The Real Software Crisis

by

Steve Simmons

No, it's not the crisis you've been hearing about for the last 25 years. Consider:

My kitchen radio has a bug in it. My car radio has a bug in it too. In fact, my car itself has a bug in it.

Bugs in a kitchen radio? Yes. It's a simple little bug to demonstrate. First turn the radio on, then set the timer. A little red light will let you know the timer is on, and the display starts counting down the time. When time is up, the clock beeps at you. Turn the timer off, and the red light stays on. So does the radio. Now turn the radio off, and set the timer again. When the timer goes off, the radio will come back on.

My car radio has a similar problem. If you are setting the time while playing the radio, the radio will change stations to 530 AM whenever the time you're setting moves from AM to PM. It only happens once a year when adjusting for Daylight Savings Time, but it's still an annoyance.

Two minor bugs in household appliances. Surely I can live with that? Maybe, maybe not.

My car has a problem. It pings unless I run it on premium unleaded gas. My mechanic, bless his little heart, is quite good. He told me that there was nothing he could do about it. OK, I didn't expect to have to pay for premium gas. But the car is otherwise just fine, so I'll live with it.

Then one day he called me up. He said he'd gotten a service bulletin on the car, and could now make it stop pinging. Seeing as how I was such a good customer, he'd even fix it free. So I came in, left the car, and when I picked it up it ran much better. Not only did the ping stop, but the acceleration was better too.

One problem. On hot days, the pollution control idiot light would come on when I decelerated. Back to the shop. He says yes, he's heard of the problem. No, there's probably nothing wrong with the pollution control system. It seems the repair job makes the light come on sometimes when nothing is wrong.
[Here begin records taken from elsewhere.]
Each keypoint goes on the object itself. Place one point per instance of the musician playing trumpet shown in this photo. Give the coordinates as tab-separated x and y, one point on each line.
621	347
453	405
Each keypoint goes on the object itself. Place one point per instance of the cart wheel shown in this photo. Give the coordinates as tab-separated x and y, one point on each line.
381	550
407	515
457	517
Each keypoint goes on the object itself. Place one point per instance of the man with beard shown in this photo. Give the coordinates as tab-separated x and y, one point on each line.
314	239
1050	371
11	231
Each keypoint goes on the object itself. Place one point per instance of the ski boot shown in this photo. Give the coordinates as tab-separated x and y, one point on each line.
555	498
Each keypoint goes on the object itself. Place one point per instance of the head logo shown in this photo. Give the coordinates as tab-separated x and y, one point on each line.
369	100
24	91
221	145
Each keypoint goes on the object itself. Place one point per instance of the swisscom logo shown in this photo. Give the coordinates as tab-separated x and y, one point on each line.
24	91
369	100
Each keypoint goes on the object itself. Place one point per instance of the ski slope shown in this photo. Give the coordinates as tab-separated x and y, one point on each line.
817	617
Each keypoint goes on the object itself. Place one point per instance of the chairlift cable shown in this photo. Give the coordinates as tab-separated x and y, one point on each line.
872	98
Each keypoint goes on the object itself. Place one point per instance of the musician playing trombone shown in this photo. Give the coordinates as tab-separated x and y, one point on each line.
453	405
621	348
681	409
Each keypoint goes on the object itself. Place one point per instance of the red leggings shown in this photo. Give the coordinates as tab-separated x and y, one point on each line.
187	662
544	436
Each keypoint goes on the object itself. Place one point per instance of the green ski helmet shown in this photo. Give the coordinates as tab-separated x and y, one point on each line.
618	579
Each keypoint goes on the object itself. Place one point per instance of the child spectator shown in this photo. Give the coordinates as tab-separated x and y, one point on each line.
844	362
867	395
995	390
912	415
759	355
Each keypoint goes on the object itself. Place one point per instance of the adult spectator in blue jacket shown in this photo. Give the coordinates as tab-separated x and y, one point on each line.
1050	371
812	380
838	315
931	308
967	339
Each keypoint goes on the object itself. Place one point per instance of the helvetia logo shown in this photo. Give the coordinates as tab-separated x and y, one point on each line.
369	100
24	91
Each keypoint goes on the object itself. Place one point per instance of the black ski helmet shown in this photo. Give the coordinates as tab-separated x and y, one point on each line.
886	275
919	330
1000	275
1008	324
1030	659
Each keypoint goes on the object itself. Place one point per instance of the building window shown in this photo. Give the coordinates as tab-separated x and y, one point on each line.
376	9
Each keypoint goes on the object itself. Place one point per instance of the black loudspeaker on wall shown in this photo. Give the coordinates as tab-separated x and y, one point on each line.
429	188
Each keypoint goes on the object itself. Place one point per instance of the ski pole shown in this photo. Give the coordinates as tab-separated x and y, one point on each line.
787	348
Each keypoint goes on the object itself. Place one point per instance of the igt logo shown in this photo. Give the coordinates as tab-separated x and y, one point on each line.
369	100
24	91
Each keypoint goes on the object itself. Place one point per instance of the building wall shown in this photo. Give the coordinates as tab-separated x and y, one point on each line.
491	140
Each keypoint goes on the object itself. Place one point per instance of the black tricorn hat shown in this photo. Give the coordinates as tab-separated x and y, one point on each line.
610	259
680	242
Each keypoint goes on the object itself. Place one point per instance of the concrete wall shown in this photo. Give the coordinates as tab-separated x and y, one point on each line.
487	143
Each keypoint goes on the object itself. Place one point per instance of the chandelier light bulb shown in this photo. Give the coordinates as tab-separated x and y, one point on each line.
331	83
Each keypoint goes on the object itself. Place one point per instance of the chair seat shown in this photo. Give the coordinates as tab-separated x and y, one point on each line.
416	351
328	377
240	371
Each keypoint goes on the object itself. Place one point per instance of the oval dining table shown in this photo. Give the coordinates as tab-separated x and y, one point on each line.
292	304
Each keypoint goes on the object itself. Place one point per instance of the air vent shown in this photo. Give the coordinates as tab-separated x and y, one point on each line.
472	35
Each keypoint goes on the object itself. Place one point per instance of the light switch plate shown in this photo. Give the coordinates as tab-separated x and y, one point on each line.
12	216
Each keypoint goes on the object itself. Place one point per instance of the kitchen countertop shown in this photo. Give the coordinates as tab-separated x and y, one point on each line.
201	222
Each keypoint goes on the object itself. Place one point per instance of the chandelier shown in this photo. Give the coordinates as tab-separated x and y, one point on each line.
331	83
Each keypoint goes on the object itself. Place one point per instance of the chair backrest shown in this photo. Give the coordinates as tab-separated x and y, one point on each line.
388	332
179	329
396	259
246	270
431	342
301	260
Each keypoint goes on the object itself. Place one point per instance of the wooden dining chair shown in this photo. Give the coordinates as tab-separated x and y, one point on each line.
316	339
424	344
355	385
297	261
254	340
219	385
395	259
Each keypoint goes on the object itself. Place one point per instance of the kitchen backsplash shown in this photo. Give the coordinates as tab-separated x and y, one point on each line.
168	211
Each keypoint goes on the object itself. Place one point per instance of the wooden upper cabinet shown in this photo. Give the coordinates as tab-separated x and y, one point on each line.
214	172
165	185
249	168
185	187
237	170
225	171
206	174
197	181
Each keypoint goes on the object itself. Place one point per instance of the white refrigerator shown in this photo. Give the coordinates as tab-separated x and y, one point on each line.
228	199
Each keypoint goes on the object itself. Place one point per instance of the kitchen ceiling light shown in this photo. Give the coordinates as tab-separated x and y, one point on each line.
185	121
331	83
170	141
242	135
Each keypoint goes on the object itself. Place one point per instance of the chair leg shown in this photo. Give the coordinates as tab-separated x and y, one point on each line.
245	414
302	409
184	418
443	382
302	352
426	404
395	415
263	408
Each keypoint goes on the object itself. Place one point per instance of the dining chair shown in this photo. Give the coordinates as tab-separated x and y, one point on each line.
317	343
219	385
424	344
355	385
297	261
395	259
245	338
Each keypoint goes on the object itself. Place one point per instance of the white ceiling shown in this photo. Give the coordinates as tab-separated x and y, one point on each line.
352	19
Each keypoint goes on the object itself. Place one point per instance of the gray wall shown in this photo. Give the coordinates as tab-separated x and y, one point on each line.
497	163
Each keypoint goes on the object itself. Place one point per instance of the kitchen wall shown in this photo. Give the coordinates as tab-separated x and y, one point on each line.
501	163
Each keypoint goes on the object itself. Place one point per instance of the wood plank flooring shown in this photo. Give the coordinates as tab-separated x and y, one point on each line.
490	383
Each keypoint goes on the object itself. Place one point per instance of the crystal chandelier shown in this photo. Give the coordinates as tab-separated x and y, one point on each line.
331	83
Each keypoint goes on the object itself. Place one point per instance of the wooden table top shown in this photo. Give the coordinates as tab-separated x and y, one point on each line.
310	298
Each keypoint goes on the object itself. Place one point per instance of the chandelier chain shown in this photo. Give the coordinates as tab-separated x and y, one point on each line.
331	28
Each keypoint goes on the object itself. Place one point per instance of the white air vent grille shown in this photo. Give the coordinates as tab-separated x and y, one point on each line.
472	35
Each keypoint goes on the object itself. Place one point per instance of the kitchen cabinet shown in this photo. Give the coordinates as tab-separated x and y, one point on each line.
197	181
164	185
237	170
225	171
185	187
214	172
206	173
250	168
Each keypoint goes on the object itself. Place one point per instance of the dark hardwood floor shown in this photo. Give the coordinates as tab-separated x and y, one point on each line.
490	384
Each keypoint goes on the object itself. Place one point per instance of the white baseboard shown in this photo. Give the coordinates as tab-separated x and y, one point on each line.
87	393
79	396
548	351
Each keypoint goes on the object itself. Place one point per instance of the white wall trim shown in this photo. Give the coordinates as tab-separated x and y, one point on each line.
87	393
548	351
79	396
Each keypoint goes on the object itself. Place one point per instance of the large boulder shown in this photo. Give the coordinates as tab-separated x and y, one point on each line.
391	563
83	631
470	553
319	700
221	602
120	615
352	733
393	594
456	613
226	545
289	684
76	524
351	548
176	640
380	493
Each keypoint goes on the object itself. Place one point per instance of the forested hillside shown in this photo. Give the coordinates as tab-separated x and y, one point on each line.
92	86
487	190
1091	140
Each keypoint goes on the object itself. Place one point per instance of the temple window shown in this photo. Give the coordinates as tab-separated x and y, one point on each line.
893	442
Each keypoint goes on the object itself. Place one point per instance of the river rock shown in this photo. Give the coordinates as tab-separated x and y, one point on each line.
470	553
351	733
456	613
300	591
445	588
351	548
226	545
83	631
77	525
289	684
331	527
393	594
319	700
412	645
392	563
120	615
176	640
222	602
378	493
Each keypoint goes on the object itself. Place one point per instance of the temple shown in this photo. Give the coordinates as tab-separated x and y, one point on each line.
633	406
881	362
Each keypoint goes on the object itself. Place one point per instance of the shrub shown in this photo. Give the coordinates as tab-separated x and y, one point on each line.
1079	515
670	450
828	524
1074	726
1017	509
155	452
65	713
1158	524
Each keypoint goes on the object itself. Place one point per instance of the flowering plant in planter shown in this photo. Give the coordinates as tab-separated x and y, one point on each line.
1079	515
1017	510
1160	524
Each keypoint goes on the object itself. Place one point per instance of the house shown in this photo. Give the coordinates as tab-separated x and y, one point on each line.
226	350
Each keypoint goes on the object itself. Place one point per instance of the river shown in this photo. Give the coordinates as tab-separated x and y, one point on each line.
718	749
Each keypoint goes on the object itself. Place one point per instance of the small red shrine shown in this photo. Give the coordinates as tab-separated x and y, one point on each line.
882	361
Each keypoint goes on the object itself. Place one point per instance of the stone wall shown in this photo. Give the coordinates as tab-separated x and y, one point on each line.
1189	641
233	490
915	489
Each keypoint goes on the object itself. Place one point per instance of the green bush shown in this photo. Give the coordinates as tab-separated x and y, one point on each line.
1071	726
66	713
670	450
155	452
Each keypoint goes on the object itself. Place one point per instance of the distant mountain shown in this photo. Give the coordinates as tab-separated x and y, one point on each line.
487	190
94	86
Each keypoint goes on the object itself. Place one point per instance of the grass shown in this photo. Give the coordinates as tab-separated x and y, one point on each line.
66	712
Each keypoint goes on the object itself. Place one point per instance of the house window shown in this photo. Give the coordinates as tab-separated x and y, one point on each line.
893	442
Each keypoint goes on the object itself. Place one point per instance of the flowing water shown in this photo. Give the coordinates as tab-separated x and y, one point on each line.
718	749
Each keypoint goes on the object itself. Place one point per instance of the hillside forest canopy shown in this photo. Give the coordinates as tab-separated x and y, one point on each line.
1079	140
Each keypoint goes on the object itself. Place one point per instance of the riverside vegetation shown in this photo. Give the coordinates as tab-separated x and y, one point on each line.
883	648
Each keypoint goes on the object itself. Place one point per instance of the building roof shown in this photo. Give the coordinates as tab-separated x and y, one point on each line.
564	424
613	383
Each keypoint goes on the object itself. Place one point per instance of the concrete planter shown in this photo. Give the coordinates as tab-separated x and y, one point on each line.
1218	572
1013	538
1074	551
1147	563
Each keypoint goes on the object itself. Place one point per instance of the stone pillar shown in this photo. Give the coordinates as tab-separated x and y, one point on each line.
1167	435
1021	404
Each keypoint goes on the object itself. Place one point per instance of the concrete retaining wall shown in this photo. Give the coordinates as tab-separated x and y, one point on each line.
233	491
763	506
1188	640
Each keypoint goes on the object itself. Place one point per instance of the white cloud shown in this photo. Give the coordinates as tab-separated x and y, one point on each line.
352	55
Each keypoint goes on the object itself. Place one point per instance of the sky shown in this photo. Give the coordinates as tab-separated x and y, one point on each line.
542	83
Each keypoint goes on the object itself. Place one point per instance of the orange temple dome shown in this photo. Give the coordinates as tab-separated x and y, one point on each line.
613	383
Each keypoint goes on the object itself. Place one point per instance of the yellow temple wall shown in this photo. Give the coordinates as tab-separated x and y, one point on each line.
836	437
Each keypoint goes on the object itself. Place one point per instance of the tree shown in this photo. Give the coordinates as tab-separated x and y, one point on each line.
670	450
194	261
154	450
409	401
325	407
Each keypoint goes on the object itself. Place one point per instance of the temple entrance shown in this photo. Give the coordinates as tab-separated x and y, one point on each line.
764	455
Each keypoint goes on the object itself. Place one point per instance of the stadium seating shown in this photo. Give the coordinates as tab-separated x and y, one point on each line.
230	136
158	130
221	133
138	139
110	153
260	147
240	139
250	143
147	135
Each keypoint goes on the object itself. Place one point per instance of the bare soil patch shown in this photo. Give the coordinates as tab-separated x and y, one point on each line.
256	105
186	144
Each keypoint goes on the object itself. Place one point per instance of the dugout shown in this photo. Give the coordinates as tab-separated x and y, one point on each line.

He offered me a choice: ignore the light and take my chances, or put things back the way they were. "Just takes a few minutes," says he, "we have to change back to the old proms."

Say what? Yes, the pollution control system had a bug in it. And the bug fix for the ping problem introduced a new bug, causing occasional false warning lights.

All over the world there are people writing control programs for microprocessors. Some of them do good jobs, and some of them don't. The really bad jobs are so botched up that the product never works in the first place. The half-botched jobs are clearly defective, and either get recalled or bomb in the market place.

But some of them are 99% right. They either do something silly, like set the radio frequency to 530 AM, or they do something non-catastrophic like make the engine ping when you use regular gas. And we all live with those little bugs.

Every time you turn around, though, microprocessors show up in something else. VCRs, cameras, TV sets. My boss' new car has seven microprocessors and a small LAN. It's not quite perfect, though - every six months he has to disconnect his battery to force a system reboot. It's just another one of those things that, if they don't work quite right, 99% is good enough.

But the other day I had Old Dependable in for a tune-up, and was wandering around looking at the new cars. The salesman was telling me all about the wonderful new technologies they'd built in. Like the electronically controlled anti-skid braking system.

And I got nervous.

The new software crisis is coming. You can call it product liability, you can call it software reliability, you can call it whatever you please. I call it the One Percent crisis. We've gotten away with 99% right for a long, long time. But when software controls our airplanes, our elevators, our cars, and every other thing we take for granted, we can't live with just 99% any more. Because 1% can kill you.